Irjen Napoleon Menyesal Aniaya M. Kece: Tidak Menyangka Sampai Terjadi Pemukulan

Hukum | 29 Juli 2022, 10:50 WIB
Mantan Kepala Divisi Hubungan Internasional (Kadiv Hubinter) Polri Irjen Pol. Napoleon Bonaparte ditemui usai sidang lanjutan kasus dugaan penganiayaan di Pengadilan Negeri (PN) Jakarta Selatan, Kamis (21/7/2022). (Sumber: ANTARA/Maria Cicilia Galuh)

JAKARTA, KOMPAS.TV - Irjen Napoleon Bonaparte mengungkapkan alasan terjadinya penganiayaan yang dialami oleh Muhammad Kosman alias M. Kace alias M. Kece di Rutan Bareskrim Polri.

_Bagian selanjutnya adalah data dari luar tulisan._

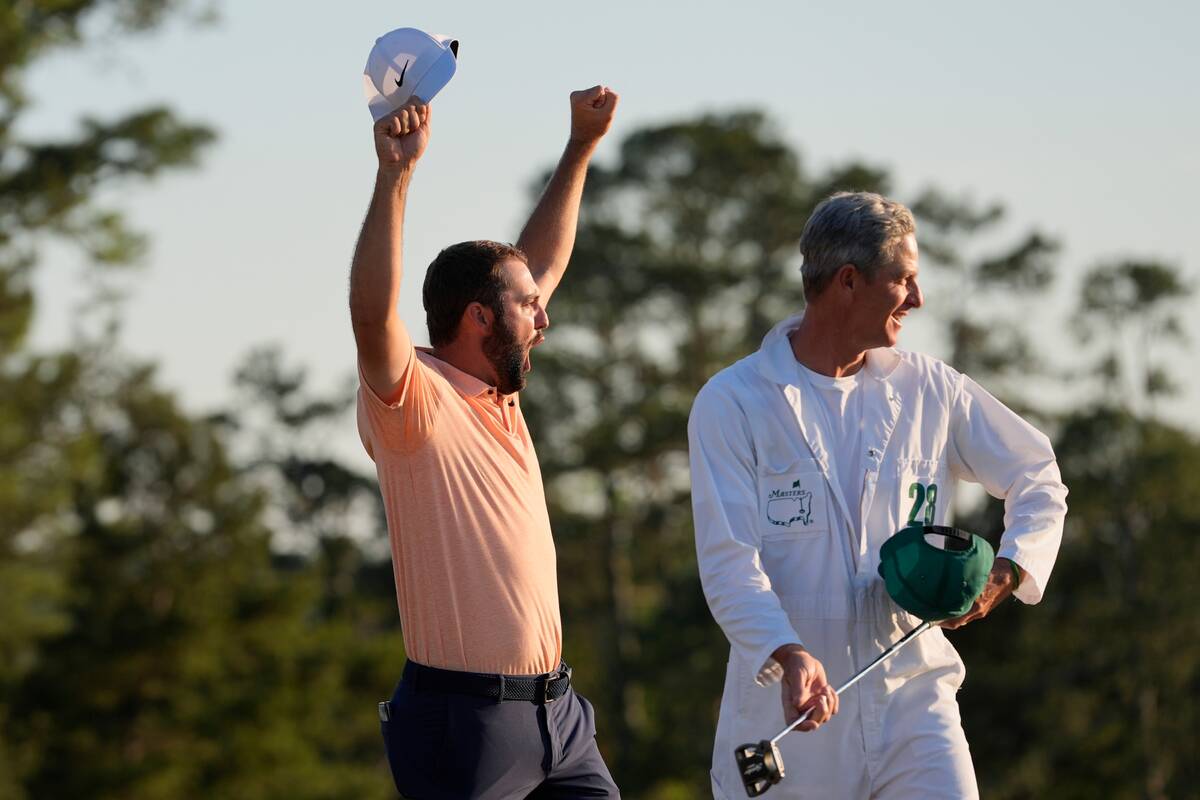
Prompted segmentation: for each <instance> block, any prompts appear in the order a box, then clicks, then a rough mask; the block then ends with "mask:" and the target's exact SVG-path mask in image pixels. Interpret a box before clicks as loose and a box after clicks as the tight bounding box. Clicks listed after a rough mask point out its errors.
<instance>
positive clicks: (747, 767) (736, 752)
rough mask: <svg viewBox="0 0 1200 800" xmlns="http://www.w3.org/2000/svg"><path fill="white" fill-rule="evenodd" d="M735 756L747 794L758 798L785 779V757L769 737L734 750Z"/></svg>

Menurut Irjen Napoleon, M. Kece mencari penyakit karena berani sekali menjelekkan agama Islam hingga ratusan kali dan disiarkan lewat Youtube.

Baca Juga: Akui Salah pada M.Kece, Irjen Napoleon: Saya Jenderal yang Berani Berbuat dan Berani Tanggung Jawab

"Seumur-umur saya kerja jadi polisi baru kali ini ada orang berani ngomong di youtube ratusan kali menjelekkan Agama Islam. Ini kan cari penyakit," kata Napoleon dalam sidang pemeriksaan terdakwa di Pengadilan Negeri (PN) Jakarta Selatan, Kamis (28/7/2022).

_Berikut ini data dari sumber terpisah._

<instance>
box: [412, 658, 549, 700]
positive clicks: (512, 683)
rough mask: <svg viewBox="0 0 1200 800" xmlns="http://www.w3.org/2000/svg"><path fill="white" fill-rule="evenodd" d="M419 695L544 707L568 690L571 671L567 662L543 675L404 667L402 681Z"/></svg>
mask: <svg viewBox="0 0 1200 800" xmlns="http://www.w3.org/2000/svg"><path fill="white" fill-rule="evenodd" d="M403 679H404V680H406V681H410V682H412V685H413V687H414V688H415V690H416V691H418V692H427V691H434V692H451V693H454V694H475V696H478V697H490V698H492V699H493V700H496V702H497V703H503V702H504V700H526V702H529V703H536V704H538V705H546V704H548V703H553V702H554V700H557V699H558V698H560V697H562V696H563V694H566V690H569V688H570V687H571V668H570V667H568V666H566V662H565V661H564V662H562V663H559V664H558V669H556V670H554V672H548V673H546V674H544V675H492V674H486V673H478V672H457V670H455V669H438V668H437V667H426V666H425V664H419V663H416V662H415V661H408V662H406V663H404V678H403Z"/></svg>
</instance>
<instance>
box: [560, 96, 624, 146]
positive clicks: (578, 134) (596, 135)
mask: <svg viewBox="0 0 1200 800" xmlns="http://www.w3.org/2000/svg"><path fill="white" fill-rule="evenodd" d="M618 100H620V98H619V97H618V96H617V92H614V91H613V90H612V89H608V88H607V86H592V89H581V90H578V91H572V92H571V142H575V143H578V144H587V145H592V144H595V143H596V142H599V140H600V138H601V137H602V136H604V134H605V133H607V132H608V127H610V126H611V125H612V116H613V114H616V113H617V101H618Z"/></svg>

Irjen Napoleon menjelaskan, bahwa ia awalnya penasaran dengan motif penistaan agama yang dilakukan oleh M. Kace.

Namun, karena pegiat sosial media tersebut tidak menunjukkan penyesalan, mantan Kepala Divisi Hubungan Internasional Polri itu mengaku sangat marah.

Terlebih, ketika mendengar M. Kece menjelek-jelekkan Nabi Muhammad di dalam sel Rumah Tahanan Bareskrim Polri pada 26 Agustus 2021 dini hari.

Baca Juga: Kapolri Nonaktifkan 2 Jenderal dan 1 Kombes, Irjen Napoleon: Mereka Masih Bisa Kembali

"Saya bilang sama Kace, 'Mulutmu najis!' Ngomong soal najis, saya ingat ada najis yang saya simpan di plastik putih," ucap Napoleon.

Dia lalu meminta seseorang yang berada di luar sel untuk mengambilkan kantong plastik yang berada di selnya. Napoleon lalu melumuri wajah M. Kece dengan kotoran tersebut.